Art of Ornament
Australian design, decoration and the stamp 1850-2007
16 June - 15 September 2007 Curated by Elizabeth Gertsakis
From the time of the English invention of Penny
Postage in 1840 the stamp was required to be many things – official,
informative, ornamental, appealing and yet function as an acceptable and
positive national symbol.
The traditional role of Australian stamp design is
to create an official postage currency that is also an image of meaning,
beauty, ornament and decoration.
The exhibition includes unadopted stamp art
showing pictorial devices such as heraldic borders used for the depiction
of the British monarch to the super-streamlined art deco motifs of the
1930s. Visitors to the exhibition will see the decorative shift away from
the use of Australian flowers and animals designs as framing or border
decorations to their use as significant and beautiful themes of Australian
stamps. The move away from the early use of Australian subject matter as simply
a decorative emblem also applies to the depiction of Aboriginal subjects and
motifs. Aboriginal content and ideas progress from being represented as
framing or ornamental emblems to significant subjects on stamps.
The technical
introduction of color printing required much simpler design processes and
artistic techniques. Stamp design was influenced by increasing use of hard-edge
color printing processes and the impact of geometric design advertising-based
symbols and influences derived from silk-screen printing and poster production.

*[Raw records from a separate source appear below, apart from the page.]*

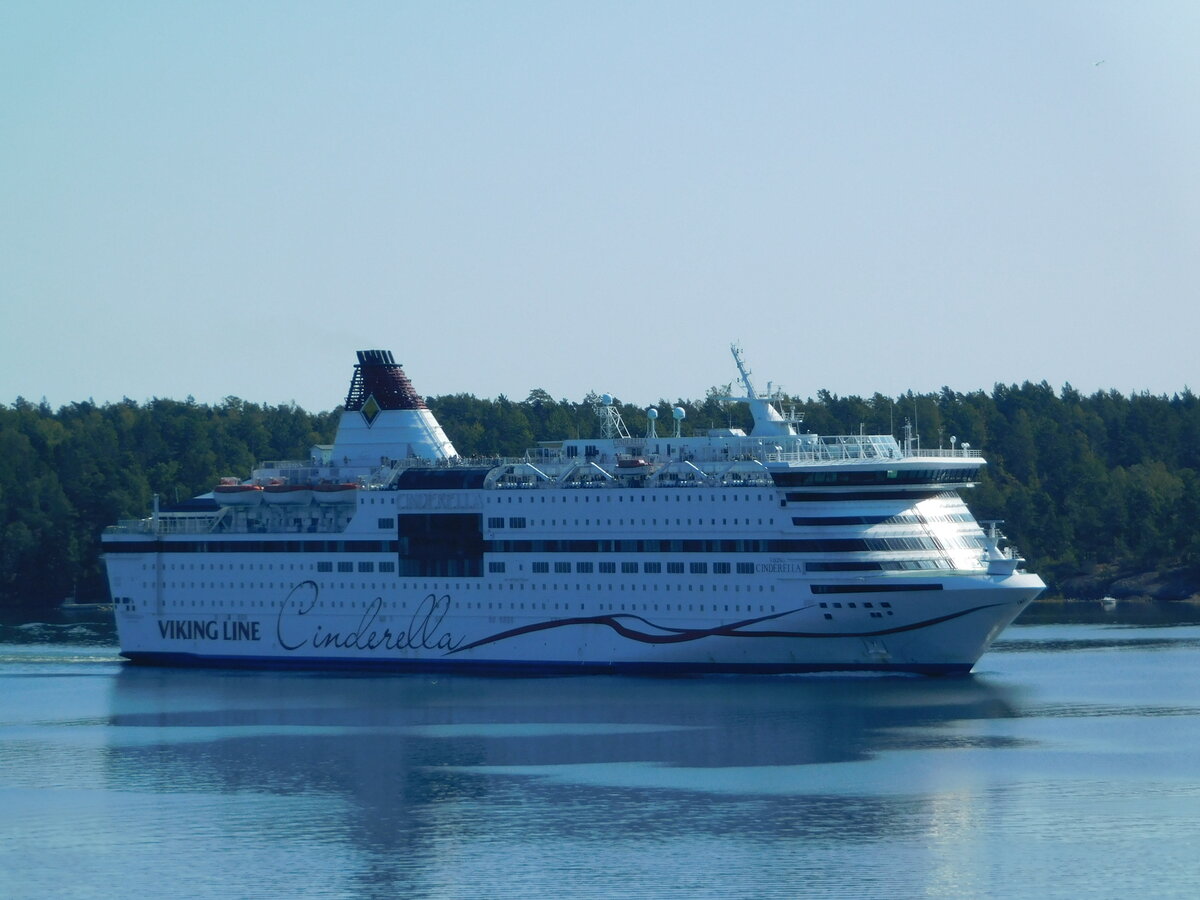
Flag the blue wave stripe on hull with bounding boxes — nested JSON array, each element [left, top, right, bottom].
[[450, 601, 1013, 655]]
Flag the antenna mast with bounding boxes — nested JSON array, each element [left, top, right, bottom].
[[731, 343, 757, 398]]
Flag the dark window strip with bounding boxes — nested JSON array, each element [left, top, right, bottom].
[[484, 539, 881, 554], [811, 583, 944, 594], [792, 515, 897, 526], [103, 540, 398, 554], [784, 490, 946, 503], [772, 468, 977, 487], [806, 561, 884, 572]]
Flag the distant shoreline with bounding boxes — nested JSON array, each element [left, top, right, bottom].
[[1036, 595, 1200, 605]]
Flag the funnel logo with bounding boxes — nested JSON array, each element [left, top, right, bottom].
[[361, 394, 381, 426]]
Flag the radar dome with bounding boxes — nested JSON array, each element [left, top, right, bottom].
[[672, 407, 686, 420], [646, 408, 658, 419]]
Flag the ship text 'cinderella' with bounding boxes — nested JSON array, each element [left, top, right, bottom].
[[102, 347, 1045, 674]]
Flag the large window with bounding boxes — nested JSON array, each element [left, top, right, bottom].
[[398, 514, 484, 577]]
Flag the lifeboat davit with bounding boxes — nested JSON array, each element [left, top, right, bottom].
[[313, 483, 359, 504], [213, 481, 264, 506]]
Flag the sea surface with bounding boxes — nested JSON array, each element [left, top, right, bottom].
[[2, 603, 1199, 899]]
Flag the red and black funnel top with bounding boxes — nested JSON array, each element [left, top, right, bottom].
[[343, 350, 427, 411]]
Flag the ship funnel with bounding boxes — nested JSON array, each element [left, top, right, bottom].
[[331, 350, 458, 466]]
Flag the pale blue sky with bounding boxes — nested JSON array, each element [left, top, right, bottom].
[[3, 2, 1197, 411]]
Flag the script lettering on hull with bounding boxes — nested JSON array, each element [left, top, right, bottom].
[[275, 581, 466, 654]]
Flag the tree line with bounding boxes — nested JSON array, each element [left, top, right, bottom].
[[3, 381, 1199, 612]]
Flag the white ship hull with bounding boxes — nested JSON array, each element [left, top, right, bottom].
[[102, 348, 1045, 675], [106, 564, 1039, 674]]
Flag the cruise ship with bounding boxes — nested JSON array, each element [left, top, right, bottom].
[[101, 347, 1044, 674]]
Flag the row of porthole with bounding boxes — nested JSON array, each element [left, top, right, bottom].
[[492, 518, 774, 528], [491, 494, 771, 504], [143, 563, 309, 570], [149, 581, 774, 594], [157, 597, 778, 616]]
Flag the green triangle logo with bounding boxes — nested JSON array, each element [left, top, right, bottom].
[[362, 394, 381, 427]]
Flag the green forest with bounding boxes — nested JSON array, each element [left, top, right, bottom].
[[4, 380, 1200, 614]]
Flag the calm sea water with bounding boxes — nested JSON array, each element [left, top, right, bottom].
[[2, 604, 1200, 899]]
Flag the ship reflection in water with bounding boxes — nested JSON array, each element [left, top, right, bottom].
[[97, 670, 1018, 893]]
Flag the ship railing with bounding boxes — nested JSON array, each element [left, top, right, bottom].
[[765, 439, 895, 463], [515, 435, 983, 467], [257, 459, 313, 470], [359, 442, 983, 485], [379, 455, 531, 470], [765, 442, 982, 464], [907, 448, 984, 458], [155, 514, 222, 534], [105, 513, 222, 536], [105, 520, 156, 534]]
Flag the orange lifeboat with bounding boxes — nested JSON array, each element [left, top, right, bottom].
[[262, 480, 313, 505], [213, 479, 264, 506], [313, 482, 359, 505]]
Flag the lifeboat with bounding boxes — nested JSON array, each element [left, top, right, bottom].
[[213, 480, 264, 506], [615, 456, 652, 477], [262, 481, 314, 505], [313, 482, 359, 504]]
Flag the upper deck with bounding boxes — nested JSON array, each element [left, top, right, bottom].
[[102, 345, 985, 538]]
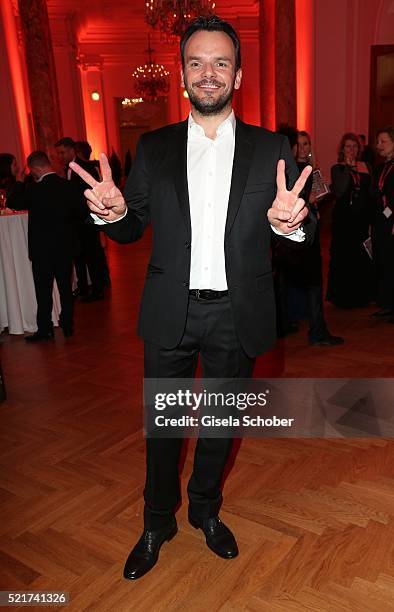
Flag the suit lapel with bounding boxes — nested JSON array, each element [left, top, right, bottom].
[[171, 117, 255, 240], [225, 118, 256, 239], [172, 120, 191, 238]]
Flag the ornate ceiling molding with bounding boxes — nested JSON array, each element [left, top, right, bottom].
[[47, 0, 258, 46]]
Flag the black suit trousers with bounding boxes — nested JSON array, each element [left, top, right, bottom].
[[32, 256, 73, 333], [75, 224, 107, 295], [143, 294, 255, 529]]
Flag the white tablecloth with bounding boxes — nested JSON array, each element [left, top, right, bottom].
[[0, 212, 61, 334]]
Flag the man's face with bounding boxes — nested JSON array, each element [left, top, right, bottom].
[[56, 145, 74, 165], [376, 132, 394, 159], [28, 165, 42, 181], [181, 30, 242, 116], [11, 158, 19, 177]]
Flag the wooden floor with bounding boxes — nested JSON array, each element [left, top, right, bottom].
[[1, 226, 394, 611]]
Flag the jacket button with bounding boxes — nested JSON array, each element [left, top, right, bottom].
[[182, 281, 189, 287], [185, 241, 191, 249]]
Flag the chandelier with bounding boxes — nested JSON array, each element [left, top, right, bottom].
[[131, 36, 170, 101], [145, 0, 216, 41], [121, 97, 144, 106]]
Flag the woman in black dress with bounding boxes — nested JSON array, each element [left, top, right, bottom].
[[371, 126, 394, 320], [326, 133, 373, 308]]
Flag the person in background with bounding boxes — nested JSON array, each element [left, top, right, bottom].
[[359, 134, 375, 169], [297, 130, 321, 217], [75, 141, 102, 177], [55, 137, 108, 301], [75, 140, 101, 178], [75, 140, 111, 287], [297, 130, 331, 217], [326, 133, 373, 308], [75, 140, 92, 162], [297, 130, 319, 170], [371, 126, 394, 321], [0, 153, 19, 212], [273, 125, 304, 336], [124, 149, 132, 180], [7, 151, 85, 341], [0, 153, 18, 192], [274, 125, 344, 346], [109, 149, 122, 188]]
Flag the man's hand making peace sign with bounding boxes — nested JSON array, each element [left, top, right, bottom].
[[71, 153, 312, 232], [267, 159, 312, 234], [70, 153, 126, 222]]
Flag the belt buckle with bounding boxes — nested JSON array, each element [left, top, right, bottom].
[[196, 289, 200, 300]]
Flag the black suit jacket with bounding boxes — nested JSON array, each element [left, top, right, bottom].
[[68, 157, 100, 219], [102, 118, 315, 357], [68, 156, 100, 188], [7, 174, 85, 261]]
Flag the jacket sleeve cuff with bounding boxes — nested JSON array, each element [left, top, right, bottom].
[[90, 208, 128, 225], [270, 224, 306, 242]]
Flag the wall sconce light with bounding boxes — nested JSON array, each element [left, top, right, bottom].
[[91, 91, 100, 101]]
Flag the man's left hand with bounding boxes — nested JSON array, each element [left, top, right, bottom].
[[267, 160, 312, 234]]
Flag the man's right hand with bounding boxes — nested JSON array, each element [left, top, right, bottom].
[[69, 153, 126, 222]]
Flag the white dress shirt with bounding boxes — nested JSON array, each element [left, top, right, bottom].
[[36, 171, 56, 182], [67, 157, 76, 181], [188, 111, 235, 290]]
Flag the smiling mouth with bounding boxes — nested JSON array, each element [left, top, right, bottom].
[[193, 81, 224, 91]]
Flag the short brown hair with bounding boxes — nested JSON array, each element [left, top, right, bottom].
[[27, 151, 51, 168], [55, 137, 75, 149], [180, 15, 241, 71]]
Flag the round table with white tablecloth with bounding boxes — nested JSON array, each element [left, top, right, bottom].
[[0, 211, 61, 334]]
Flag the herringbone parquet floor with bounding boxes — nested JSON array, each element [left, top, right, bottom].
[[1, 227, 394, 611]]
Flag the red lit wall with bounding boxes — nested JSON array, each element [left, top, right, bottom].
[[2, 0, 393, 175], [295, 0, 313, 135], [0, 0, 33, 164], [259, 0, 276, 130], [313, 0, 391, 181]]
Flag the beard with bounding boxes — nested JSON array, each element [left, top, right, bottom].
[[184, 77, 235, 116]]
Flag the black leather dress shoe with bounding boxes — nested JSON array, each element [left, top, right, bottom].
[[310, 334, 344, 347], [25, 330, 54, 343], [189, 514, 238, 559], [59, 320, 73, 337], [123, 519, 177, 580]]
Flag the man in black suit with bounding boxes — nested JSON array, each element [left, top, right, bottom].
[[7, 151, 84, 341], [71, 16, 315, 579], [55, 137, 107, 301]]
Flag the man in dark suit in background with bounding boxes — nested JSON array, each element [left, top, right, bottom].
[[75, 140, 99, 169], [7, 151, 84, 341], [71, 16, 315, 579], [55, 137, 108, 301]]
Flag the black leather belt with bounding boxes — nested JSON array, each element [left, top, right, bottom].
[[189, 289, 229, 300]]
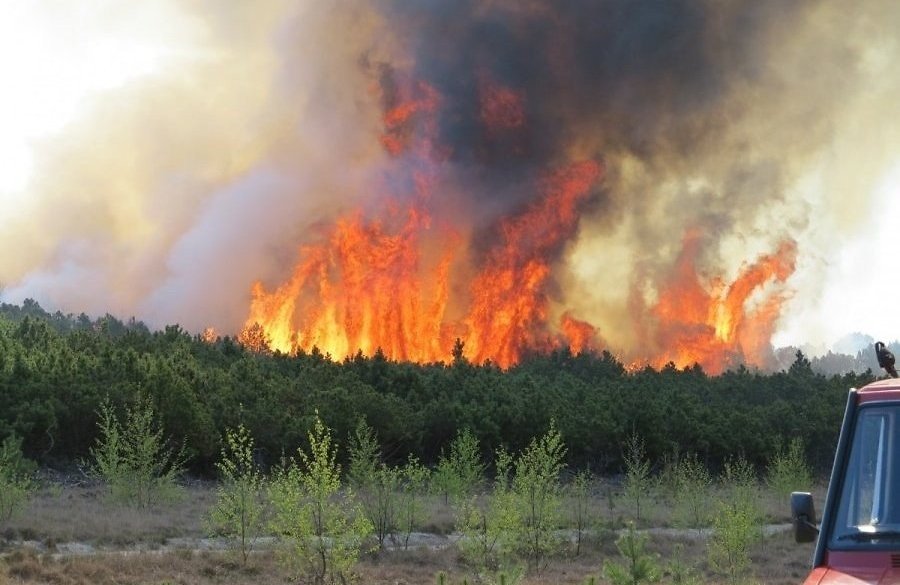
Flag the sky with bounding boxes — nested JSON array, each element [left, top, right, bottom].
[[0, 0, 899, 359], [775, 166, 900, 352]]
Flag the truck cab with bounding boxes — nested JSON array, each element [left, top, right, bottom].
[[793, 378, 900, 584]]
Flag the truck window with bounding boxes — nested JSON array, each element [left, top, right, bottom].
[[830, 405, 900, 546]]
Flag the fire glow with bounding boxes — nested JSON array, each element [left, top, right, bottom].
[[243, 71, 797, 374], [245, 159, 604, 369]]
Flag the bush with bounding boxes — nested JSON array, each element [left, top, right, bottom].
[[708, 498, 758, 585], [397, 455, 430, 549], [709, 455, 763, 585], [766, 437, 812, 499], [207, 424, 267, 566], [622, 433, 652, 523], [89, 396, 186, 507], [510, 422, 566, 571], [0, 435, 36, 524], [456, 447, 518, 573], [432, 428, 485, 505], [602, 522, 661, 585], [347, 418, 398, 549], [567, 469, 594, 556], [456, 425, 567, 575], [672, 453, 713, 531], [268, 413, 372, 584]]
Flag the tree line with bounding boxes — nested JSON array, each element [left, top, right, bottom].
[[0, 299, 877, 476]]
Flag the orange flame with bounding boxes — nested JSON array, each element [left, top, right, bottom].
[[244, 203, 797, 371], [246, 204, 457, 362], [245, 160, 602, 366], [242, 69, 798, 372], [464, 160, 603, 366], [201, 326, 217, 343], [646, 231, 797, 374], [560, 312, 599, 355]]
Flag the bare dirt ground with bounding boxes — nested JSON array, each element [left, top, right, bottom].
[[0, 479, 818, 584]]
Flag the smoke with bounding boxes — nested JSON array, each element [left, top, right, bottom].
[[0, 2, 392, 330], [1, 0, 899, 361]]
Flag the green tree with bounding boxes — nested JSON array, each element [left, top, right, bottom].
[[397, 454, 430, 549], [347, 417, 380, 490], [622, 432, 652, 523], [602, 523, 661, 585], [709, 455, 762, 585], [432, 428, 485, 505], [766, 437, 812, 499], [567, 469, 594, 556], [207, 424, 266, 566], [347, 418, 397, 549], [708, 499, 757, 585], [721, 455, 763, 532], [510, 422, 566, 571], [456, 447, 519, 573], [89, 396, 186, 507], [672, 453, 713, 531], [0, 434, 36, 524], [268, 413, 372, 584]]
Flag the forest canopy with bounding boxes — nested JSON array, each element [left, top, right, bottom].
[[0, 299, 880, 476]]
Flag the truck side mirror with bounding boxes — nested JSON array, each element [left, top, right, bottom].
[[791, 491, 819, 543]]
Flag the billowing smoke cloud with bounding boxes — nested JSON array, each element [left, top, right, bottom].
[[1, 2, 392, 328], [2, 0, 899, 367]]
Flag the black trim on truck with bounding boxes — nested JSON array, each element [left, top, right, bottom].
[[814, 389, 858, 566]]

From the 1970s and 1980s onward greater recognition of Aboriginal culture
meant an increased use of and commissioning of Indigenous art and its symbolic
pattern making.
Toward the close of the twentieth century new printing
technology encouraged the decorative use of special techniques to emulate
the appearance of gold, opals, pearls and diamonds on paper. In 2007 stamps
were created using special effects such as plastic lenticular technology.